Planck telescope reveals ancient cosmic light

July 6, 2010 | Source: BBC News

The first full-sky image from Europe’s Planck telescope has been released by the European Space Agency.

The telescope records only light at long wavelengths (microwaves to the very far infrared), so the image represents dust and gas.

Dominating the foreground are large segments of our Milky Way Galaxy (the bright horizontal line running the full length of the image is the galaxy’s main disc, the plane in which the Sun and the Earth also reside). Behind that is the primordial cosmic microwave background (CMB) radiation, a key target of the Planck mission.

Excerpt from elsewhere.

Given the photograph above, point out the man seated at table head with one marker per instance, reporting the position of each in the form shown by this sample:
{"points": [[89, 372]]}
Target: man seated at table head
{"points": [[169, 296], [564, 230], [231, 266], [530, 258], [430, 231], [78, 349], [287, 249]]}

A formal release of fully prepared CMB images and scientific papers is expected by the end of 2012.

Planck telescope

A major quest for Planck is to find firm evidence of inflation, the faster-than-light expansion that cosmologists believe the Universe experienced in its first, fleeting moments. Theory predicts this event ought to be imprinted in the CMB and its detail should be retrievable with sufficiently sensitive instruments.

Planck was launched in May 2009 and moved to an observing position more than a million km from Earth on its “night side.” It carries two instruments that observe the sky across nine frequency bands. The High Frequency Instrument (HFI) operates between 100 and 857 GH, and the Low Frequency Instrument (LFI) operates between 30 and 70 GHz.